Posted on: March 25, 2024 Posted by: Romeo International Comments: 0

Director Kobi Libii is not afraid of the truth that needs to be told

 

The American Society of Magical Negroes starring Justice Smith (Aren)  tells the story of a young man trying to find his way. Along that journey, he meets David Alan Grier (Roger) a wizard with unusual powers who lends a helping hand. That helping hand opens up a new world that may be hard to swallow but is a fact of life. Director Kobi Libii sat down with Upscale to shed some light on some uncomfortable truths.

 

Romeo International

Watching the film I felt uncomfortable… and confused. I don’t know if it was the film as a whole or if had I experienced these things and did not know it. Am I seeing something that’s happening in real-time now today and not paying attention? My question to you is what was the line that you wanted to balance the film on? Did you want people uncomfortable or did you want them to see themselves in some way?

Kobi Libii (Director)

I appreciate that question and I appreciate the emotional sophistication of that question. As an audience member, I frankly wish all audience members were emotional. I am writing about this very topic in this very particular defense mechanism that I was taught quite explicitly as to why my black heritage has survived in America, and that is no matter what make it back home at the end of the day.

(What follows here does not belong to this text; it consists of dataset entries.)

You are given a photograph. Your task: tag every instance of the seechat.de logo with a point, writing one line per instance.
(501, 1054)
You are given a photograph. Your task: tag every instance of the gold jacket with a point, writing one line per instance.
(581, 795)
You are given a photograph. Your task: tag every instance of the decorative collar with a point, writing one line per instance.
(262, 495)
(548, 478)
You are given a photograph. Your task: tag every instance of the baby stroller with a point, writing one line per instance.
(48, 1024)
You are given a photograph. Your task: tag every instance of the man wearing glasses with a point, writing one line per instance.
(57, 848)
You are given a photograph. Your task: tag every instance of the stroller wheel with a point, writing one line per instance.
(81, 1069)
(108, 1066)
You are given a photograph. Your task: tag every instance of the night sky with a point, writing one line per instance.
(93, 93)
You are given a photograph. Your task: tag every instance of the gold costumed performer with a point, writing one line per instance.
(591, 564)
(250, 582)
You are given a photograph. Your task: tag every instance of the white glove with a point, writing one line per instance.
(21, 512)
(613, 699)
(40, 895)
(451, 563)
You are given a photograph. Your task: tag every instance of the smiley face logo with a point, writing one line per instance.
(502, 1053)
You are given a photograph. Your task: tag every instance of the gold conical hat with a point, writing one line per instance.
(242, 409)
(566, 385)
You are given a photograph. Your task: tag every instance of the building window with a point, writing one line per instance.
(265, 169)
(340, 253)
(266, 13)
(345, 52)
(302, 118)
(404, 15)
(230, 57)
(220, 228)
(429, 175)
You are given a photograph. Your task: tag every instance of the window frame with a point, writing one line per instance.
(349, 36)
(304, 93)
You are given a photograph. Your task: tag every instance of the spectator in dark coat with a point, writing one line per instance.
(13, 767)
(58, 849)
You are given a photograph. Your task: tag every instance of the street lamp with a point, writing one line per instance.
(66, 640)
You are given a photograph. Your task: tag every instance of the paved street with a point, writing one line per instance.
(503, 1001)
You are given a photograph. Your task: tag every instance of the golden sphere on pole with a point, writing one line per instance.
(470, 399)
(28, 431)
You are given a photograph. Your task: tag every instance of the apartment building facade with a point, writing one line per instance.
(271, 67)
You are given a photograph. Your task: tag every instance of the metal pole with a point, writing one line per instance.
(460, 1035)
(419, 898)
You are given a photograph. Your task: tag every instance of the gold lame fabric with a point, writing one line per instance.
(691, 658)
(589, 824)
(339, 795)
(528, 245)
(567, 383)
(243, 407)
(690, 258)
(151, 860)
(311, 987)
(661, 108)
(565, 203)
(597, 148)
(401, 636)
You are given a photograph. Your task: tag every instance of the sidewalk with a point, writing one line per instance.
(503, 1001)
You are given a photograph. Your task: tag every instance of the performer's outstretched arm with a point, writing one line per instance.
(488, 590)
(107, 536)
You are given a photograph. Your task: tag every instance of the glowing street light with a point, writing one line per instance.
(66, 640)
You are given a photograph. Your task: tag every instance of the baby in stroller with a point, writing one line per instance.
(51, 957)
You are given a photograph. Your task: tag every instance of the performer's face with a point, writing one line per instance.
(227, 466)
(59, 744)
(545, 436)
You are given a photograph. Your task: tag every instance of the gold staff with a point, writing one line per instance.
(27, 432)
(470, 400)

The classic example taught by my dad explicitly is how you talk to white cops, right?  I believe I slightly overlearned that lesson. I’ve interfered with my ability to take up space in my ability to be confident. I had to sort of unlearn similar to the way the character does in the film. That message especially for black people, and I would say especially for black men, is incredibly embarrassing. My job is to be honest. It is really to calibrate who’s comfortable when and how the audience is reacting when my job is to do the following. It’s to be incredibly honest about an experience that I haven’t heard anybody talk about but feels important.

I’m going to be incredibly, painfully honest about it and try equally hard to be incredibly entertaining. My sort of esthetic values are that I trust if I’m doing those two things at the highest level, you’re going to get something really meaningful out of it. I’m thrilled by that reaction because I know some people are some black people that see this and say, hey, that’s me.